In the documentary, director Max Lewkowicz (Underfire: The Untold Story of Pfc. Tony Vaccaro), whose mother is a Holocaust survivor, explores the creation of the Broadway musical, which was based on the Tevye the milkman stories by Sholem Aleichem and features a score by Jerry Bock, lyrics by Sheldon Harnick, book by Joseph Stein, and direction and choreography by Jerome Robbins, as well as examining its lasting international influence. He shifts between 1905, the time when the show is set; 1964, when it opened on Broadway; and today, where a production can be seen somewhere around the globe every day. He has amassed a treasure trove of archival footage, including old television appearances, a recording of Aleichem narrating one of his tales, a scene from the 1939 Yiddish drama Tevya, original Marc Chagall-inspired set designs by Boris Aronson, and the tape of music that Bock would send to Harnick so he could write the words (instead of working together at the piano).

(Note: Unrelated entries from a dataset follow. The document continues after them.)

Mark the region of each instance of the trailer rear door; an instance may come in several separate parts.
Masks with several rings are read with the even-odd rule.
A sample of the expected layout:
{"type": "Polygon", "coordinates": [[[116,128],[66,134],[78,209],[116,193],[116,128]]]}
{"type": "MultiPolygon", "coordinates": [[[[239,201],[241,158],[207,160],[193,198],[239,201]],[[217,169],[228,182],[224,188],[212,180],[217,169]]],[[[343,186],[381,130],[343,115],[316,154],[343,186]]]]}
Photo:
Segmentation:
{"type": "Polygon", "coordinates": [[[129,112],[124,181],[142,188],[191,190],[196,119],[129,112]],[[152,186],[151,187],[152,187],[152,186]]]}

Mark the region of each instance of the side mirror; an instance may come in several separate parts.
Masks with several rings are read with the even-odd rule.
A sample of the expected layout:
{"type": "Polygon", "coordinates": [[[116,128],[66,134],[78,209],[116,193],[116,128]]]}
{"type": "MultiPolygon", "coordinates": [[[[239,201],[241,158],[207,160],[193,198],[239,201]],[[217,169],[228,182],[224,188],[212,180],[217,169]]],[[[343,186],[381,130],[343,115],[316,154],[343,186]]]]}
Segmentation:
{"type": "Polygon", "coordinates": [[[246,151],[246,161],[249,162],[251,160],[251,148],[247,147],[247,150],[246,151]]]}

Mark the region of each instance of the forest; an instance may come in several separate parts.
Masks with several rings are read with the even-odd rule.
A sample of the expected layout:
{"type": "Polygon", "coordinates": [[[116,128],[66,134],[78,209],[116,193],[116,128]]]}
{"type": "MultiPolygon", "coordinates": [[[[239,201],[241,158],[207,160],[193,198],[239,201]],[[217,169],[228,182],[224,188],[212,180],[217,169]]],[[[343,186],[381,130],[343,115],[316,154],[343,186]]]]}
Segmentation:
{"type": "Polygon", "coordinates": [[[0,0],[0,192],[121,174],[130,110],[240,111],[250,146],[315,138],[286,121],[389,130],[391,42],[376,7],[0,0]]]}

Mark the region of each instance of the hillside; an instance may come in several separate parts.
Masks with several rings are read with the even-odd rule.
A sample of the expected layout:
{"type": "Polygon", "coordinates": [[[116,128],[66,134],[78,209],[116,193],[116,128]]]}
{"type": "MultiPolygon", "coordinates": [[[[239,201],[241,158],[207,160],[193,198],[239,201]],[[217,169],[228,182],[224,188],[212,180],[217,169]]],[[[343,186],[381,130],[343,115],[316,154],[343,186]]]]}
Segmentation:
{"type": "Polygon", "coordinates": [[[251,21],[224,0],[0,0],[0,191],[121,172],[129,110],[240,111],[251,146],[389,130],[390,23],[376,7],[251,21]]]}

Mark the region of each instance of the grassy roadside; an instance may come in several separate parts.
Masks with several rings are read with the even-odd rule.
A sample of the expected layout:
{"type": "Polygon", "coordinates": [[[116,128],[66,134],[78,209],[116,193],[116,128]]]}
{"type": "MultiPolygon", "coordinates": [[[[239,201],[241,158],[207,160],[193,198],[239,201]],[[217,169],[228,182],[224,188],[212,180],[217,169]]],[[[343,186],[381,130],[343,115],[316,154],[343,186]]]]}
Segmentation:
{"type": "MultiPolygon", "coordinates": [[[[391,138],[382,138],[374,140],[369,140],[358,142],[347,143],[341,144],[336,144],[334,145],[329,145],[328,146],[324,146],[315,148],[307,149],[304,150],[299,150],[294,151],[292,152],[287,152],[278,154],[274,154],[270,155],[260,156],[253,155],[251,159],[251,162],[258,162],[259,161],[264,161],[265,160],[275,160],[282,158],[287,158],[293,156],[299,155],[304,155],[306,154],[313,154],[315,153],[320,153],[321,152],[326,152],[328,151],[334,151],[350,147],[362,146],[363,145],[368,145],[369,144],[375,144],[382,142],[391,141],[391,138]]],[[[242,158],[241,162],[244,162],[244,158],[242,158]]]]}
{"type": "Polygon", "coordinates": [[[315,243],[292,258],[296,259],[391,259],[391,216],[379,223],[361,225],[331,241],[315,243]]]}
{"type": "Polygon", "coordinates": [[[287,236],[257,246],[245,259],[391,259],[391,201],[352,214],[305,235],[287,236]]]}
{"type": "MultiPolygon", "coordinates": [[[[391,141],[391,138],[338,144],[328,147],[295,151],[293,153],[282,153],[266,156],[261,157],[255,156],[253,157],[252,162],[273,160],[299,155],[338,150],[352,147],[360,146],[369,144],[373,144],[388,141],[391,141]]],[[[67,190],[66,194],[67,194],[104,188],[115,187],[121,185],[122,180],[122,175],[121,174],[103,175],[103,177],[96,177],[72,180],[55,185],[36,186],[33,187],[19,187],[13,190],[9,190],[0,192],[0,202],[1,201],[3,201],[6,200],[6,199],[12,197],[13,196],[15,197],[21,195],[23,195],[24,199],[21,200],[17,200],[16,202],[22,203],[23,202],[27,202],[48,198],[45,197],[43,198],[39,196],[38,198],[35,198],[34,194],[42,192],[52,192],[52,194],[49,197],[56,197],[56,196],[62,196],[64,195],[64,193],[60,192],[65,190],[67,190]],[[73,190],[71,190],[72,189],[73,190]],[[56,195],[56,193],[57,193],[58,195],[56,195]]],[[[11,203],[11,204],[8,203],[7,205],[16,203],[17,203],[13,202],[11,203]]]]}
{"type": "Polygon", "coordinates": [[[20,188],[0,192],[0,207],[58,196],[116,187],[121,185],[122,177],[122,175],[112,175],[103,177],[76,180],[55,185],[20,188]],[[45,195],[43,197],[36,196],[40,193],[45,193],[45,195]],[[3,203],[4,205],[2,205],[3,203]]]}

He combines old interviews, photos, and clips of Bock, Stein, Robbins, and Tevye originator Zero Mostel with new interviews with Harnick (who plays a violin on a New York City roof), the late producer Harold Prince, violinist Itzhak Perlman, Fiddler fans Stephen Sondheim and Lin-Manuel Miranda, and numerous actors and directors affiliated with the show: Austin Pendleton and Joanna Merlin from the original 1964 cast, Topol and Norman Jewison (who is not Jewish) from the 1971 Oscar-winning film, Harvey Fierstein from the 2005-6 iteration, Danny Burstein, Jessica Hecht, Bartlett Sher, Adam Kantor, and Michael C. Bernardi — whose father, Herschel, portrayed Tevye on Broadway in 1964 and 1981 — from the 2016 version, and the current Yiddish Tevye, Steven Skybell. Authors Jan Lisa Huttner and Alisa Solomon put the story in sociopolitical context by relating it to the civil rights and women’s movements of the 1960s and ’70s.

Lewkowicz and editor Joseph Borruso also interweave footage from Fiddler productions in the Netherlands, Japan, Canada, Thailand, England, Brooklyn Middle School 447, and other locations, emphasizing again the universality of the story, particularly in light of today’s refugee crisis, the rise of anti-Semitism and racism, images of immigrant children being ripped out of their parents’ arms, and the cultural need to hold on to tradition and personal connection in the age of social media and the internet. “In moments of great upheaval, Fiddler is always going to seem relevant because the world is changing faster than we can understand,” Miranda, whose In the Heights was partially inspired by Fiddler, explains. “And that’s what the show’s about, and it’s intensely accessible because we are going through times of great change and great upheaval.” And, of course, there’s the music itself, as the film delves into such classic songs as “Matchmaker, Matchmaker,” “Sunrise, Sunset,” “Sabbath Prayer,” “Tradition,” “To Life,” “If I Were a Rich Man,” and “Do You Love Me?” Perhaps the best thing about Fiddler: A Miracle of Miracles, which opens today at the Quad and the Landmark at 57 West, is that it has given me an even greater appreciation of the musical’s endless wonders, which I didn’t think possible. I’ve also learned that it’s not just mine, but I guess I can share it with everyone else.